Japan sends missile units to southwestern island to face China threat

Tokyo, 17 March, /AJMEDIA/

NAHA – Japan on Thursday deployed Ground Self-Defense Force units including missile squads to a remote southern island near the disputed Senkaku islands and Taiwan, apparently in response to China’s intensifying military activities in nearby waters.

Some 570 or fewer GSDF members will be stationed at a newly established garrison on Ishigaki island in Okinawa Prefecture, with some assigned to land-to-ship and land-to-air missile units, according to the Defense Ministry.

The island is located less than 200 kilometers south of the Senkaku island group in the East China Sea, controlled by Tokyo but claimed by Beijing. Chinese coast guard vessels have repeatedly entered Japanese waters around the uninhabited islets.

It is also situated some 300 km east of Taiwan, a self-ruled democratic island seen by the Chinese government as a breakaway province to be reunified with the mainland, by force if necessary.

Japan has been enhancing deterrence and response capabilities against China by building defense footholds on the Nanseis Islands, a chain that stretches southwest from Kyushu toward Taiwan.

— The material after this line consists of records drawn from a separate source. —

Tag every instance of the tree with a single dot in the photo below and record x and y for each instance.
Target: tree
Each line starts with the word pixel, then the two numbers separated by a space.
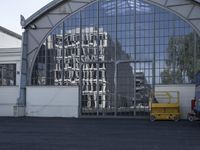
pixel 180 61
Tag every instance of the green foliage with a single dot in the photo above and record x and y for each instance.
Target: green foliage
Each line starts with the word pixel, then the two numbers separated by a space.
pixel 180 62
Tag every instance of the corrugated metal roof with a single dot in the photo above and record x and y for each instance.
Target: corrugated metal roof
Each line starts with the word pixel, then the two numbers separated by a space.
pixel 11 33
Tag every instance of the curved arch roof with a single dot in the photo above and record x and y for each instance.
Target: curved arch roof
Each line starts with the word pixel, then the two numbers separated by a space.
pixel 11 33
pixel 56 3
pixel 49 7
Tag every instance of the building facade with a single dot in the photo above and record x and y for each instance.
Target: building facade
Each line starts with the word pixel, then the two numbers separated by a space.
pixel 10 62
pixel 114 52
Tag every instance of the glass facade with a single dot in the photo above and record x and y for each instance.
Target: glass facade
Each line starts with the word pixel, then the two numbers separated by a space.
pixel 7 74
pixel 116 51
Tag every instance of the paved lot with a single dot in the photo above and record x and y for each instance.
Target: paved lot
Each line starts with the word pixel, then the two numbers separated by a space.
pixel 97 134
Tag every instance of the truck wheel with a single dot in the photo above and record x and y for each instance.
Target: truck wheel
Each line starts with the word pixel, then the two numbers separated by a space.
pixel 152 118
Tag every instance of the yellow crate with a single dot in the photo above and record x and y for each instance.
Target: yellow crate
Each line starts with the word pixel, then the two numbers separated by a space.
pixel 168 110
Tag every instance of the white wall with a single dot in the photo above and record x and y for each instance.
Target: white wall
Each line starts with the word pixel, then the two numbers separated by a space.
pixel 8 98
pixel 52 101
pixel 187 92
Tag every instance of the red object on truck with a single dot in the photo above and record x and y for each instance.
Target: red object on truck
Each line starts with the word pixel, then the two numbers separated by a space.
pixel 193 104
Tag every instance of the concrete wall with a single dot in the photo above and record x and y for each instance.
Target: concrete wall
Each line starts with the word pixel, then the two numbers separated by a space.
pixel 8 98
pixel 187 92
pixel 52 101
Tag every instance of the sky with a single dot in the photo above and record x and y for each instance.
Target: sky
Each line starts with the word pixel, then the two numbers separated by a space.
pixel 10 11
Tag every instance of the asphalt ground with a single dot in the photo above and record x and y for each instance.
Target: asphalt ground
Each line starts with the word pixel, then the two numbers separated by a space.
pixel 97 134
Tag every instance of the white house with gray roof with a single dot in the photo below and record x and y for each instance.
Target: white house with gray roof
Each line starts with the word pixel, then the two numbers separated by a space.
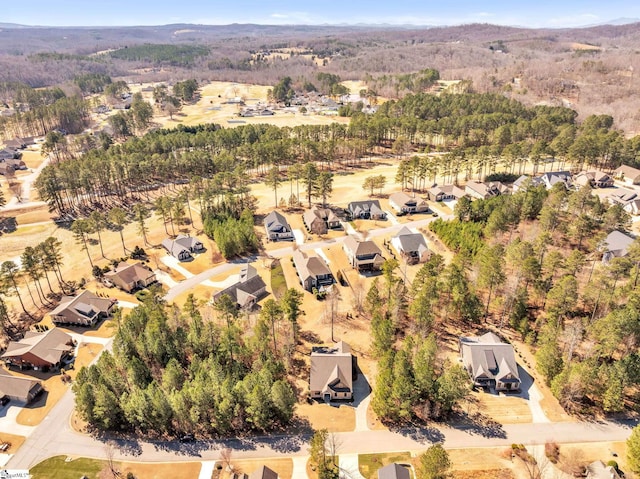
pixel 331 375
pixel 411 246
pixel 312 271
pixel 616 245
pixel 277 227
pixel 182 247
pixel 490 362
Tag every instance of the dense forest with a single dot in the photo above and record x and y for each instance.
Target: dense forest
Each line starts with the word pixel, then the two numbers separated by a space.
pixel 589 69
pixel 532 262
pixel 174 371
pixel 474 135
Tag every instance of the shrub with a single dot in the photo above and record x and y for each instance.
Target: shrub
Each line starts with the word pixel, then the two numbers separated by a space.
pixel 552 451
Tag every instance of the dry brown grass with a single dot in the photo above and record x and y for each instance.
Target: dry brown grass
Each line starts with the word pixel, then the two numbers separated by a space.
pixel 14 440
pixel 174 470
pixel 35 412
pixel 284 467
pixel 502 408
pixel 323 416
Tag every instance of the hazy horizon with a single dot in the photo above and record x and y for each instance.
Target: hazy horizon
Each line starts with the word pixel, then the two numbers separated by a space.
pixel 119 13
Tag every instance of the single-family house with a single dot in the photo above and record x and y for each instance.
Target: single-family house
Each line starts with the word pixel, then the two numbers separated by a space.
pixel 277 227
pixel 482 191
pixel 552 177
pixel 393 471
pixel 247 290
pixel 40 350
pixel 9 154
pixel 407 204
pixel 366 210
pixel 312 271
pixel 20 390
pixel 182 246
pixel 490 362
pixel 411 246
pixel 320 220
pixel 363 255
pixel 331 375
pixel 6 169
pixel 595 179
pixel 84 309
pixel 616 245
pixel 15 144
pixel 632 207
pixel 621 196
pixel 16 163
pixel 129 277
pixel 598 470
pixel 524 182
pixel 627 174
pixel 446 192
pixel 264 472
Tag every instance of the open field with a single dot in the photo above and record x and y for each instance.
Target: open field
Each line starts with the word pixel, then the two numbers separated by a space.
pixel 14 440
pixel 284 467
pixel 62 467
pixel 369 464
pixel 323 416
pixel 212 107
pixel 35 412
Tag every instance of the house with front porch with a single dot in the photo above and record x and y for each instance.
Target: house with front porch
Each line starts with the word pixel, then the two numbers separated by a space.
pixel 84 309
pixel 363 255
pixel 130 277
pixel 490 362
pixel 312 271
pixel 412 247
pixel 365 210
pixel 331 375
pixel 406 204
pixel 277 227
pixel 36 350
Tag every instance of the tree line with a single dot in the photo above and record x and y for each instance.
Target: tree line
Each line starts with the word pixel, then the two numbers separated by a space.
pixel 175 371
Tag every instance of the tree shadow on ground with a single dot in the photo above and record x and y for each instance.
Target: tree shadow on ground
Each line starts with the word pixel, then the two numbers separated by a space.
pixel 477 424
pixel 419 433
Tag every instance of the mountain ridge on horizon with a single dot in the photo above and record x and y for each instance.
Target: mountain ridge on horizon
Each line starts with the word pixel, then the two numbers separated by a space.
pixel 383 25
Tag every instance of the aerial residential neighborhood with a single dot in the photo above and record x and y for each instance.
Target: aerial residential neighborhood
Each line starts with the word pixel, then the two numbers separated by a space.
pixel 291 248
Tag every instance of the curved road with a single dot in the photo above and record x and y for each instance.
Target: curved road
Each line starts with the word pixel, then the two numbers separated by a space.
pixel 54 436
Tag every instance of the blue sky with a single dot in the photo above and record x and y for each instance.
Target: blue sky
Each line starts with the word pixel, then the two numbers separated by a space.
pixel 542 13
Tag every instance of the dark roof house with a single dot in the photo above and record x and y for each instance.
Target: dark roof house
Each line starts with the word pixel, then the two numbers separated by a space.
pixel 407 204
pixel 247 291
pixel 411 246
pixel 320 220
pixel 129 277
pixel 39 350
pixel 490 362
pixel 22 390
pixel 393 471
pixel 182 246
pixel 312 271
pixel 598 470
pixel 263 472
pixel 363 255
pixel 445 192
pixel 277 227
pixel 366 210
pixel 84 309
pixel 616 245
pixel 331 374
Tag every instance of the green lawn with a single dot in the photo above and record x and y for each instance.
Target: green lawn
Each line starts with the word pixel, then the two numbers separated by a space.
pixel 278 281
pixel 370 463
pixel 57 468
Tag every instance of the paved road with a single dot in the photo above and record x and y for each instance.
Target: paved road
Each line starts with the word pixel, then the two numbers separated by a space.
pixel 54 436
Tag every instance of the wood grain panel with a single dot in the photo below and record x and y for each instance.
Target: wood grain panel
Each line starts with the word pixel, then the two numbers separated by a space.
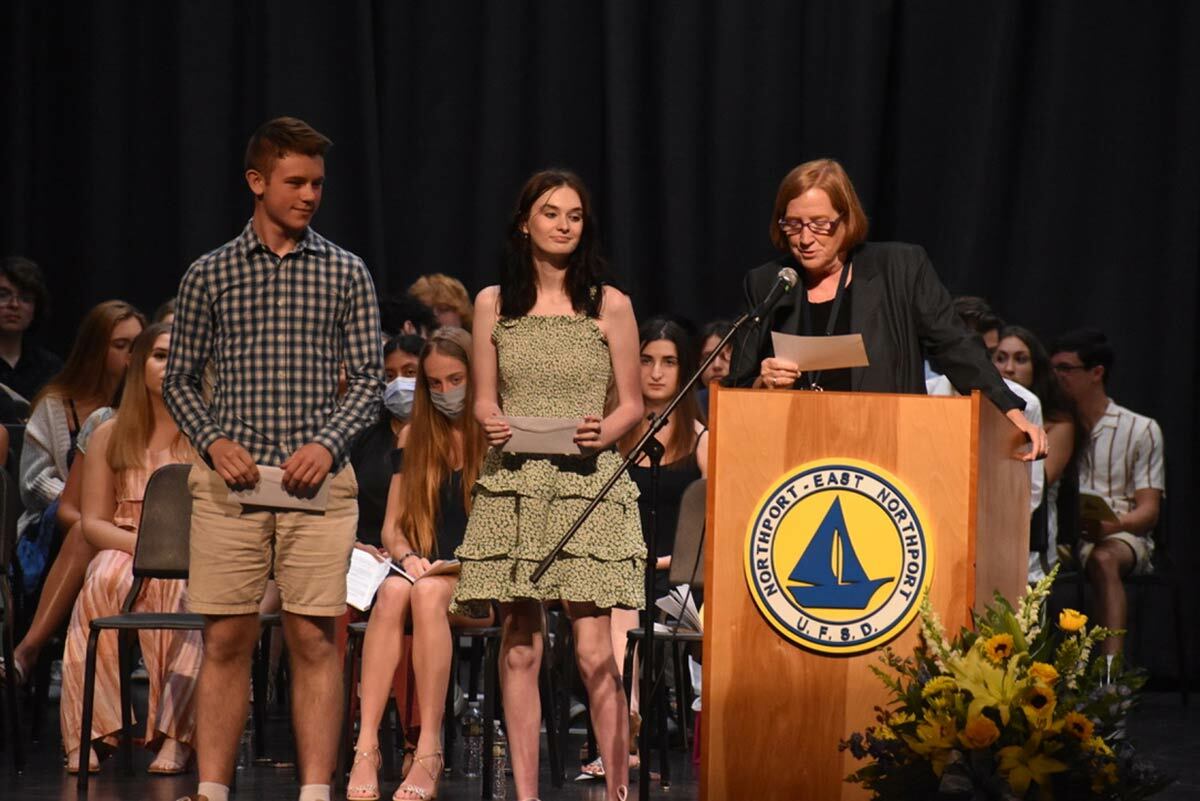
pixel 774 711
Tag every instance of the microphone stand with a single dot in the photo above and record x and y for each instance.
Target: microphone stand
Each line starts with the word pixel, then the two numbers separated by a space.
pixel 649 446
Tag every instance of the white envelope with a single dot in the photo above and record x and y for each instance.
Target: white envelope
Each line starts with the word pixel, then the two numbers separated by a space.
pixel 821 353
pixel 543 435
pixel 269 493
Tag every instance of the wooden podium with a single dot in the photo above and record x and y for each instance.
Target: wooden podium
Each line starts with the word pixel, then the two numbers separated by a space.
pixel 774 711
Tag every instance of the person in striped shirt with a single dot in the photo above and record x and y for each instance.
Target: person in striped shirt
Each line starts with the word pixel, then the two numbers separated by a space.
pixel 1122 463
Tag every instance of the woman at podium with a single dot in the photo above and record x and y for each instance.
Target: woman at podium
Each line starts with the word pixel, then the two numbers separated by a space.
pixel 886 291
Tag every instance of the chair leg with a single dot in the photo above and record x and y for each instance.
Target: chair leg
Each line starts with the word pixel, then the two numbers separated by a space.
pixel 261 674
pixel 1181 643
pixel 10 702
pixel 448 721
pixel 89 692
pixel 491 690
pixel 347 745
pixel 549 712
pixel 681 694
pixel 125 660
pixel 660 722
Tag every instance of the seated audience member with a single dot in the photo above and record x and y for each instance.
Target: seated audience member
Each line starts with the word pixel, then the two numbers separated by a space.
pixel 1122 463
pixel 65 577
pixel 406 314
pixel 1021 357
pixel 371 452
pixel 24 305
pixel 426 517
pixel 448 299
pixel 667 360
pixel 976 314
pixel 88 381
pixel 166 311
pixel 126 451
pixel 709 337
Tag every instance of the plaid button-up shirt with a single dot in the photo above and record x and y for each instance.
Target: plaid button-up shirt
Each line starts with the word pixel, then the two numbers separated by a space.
pixel 276 331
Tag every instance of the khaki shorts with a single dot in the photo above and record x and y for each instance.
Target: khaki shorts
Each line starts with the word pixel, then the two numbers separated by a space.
pixel 1143 549
pixel 233 552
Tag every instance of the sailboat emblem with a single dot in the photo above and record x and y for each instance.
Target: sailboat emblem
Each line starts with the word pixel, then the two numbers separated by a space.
pixel 837 555
pixel 828 573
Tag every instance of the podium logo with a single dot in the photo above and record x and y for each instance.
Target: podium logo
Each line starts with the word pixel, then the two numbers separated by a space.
pixel 837 556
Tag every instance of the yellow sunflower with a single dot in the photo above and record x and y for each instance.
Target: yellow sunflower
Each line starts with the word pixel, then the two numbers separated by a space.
pixel 937 686
pixel 1038 706
pixel 999 648
pixel 1071 620
pixel 1079 726
pixel 979 733
pixel 1043 674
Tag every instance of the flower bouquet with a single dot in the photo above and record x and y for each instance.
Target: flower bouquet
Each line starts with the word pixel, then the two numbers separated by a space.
pixel 1017 709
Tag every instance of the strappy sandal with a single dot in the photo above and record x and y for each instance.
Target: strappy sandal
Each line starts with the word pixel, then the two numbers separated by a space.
pixel 365 792
pixel 169 764
pixel 419 793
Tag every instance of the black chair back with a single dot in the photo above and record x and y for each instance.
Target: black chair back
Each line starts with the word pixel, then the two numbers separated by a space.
pixel 10 513
pixel 163 534
pixel 688 559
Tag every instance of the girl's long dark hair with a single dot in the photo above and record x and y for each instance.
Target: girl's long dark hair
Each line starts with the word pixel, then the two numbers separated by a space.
pixel 1056 405
pixel 586 271
pixel 683 432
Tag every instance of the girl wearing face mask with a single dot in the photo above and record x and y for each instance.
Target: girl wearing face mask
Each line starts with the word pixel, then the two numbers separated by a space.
pixel 1021 357
pixel 436 465
pixel 123 455
pixel 371 452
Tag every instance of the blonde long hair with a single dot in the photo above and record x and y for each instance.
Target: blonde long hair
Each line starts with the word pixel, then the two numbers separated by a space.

The GSDF set up garrisons on Yonaguni Island in Okinawa in 2016, and on the prefecture’s Miyako Island and Amami Island in Kagoshima prefecture in 2019 with missile units.

Japan pledged to strengthen its defense capabilities and improve infrastructure in the southwestern region when the government updated its defense policies, including long-term guidelines of the National Security Strategy, in December last year.

The GSDF deployment plan on Ishigaki Island has faced opposition from some local residents since it emerged around 2014, but the mayor said in 2016 that the city of Ishigaki would accept it.

A rally was held near the front gate of the garrison on Thursday, with around 30 people including local residents calling for the removal of “the missile base” from Ishigaki Island.

“Here in Ishigaki, we had never seen an SDF member in a camouflage uniform,” said Sachiko Fujii, 75, a local civic group member who joined the protest. “We will never give up until the base is removed.”

In the final phase of World War II in 1945, Okinawa became the site of the conflict’s bloodiest ground battle on Japanese soil with more than 200,000 civilians and soldiers from the Japanese and American militaries killed.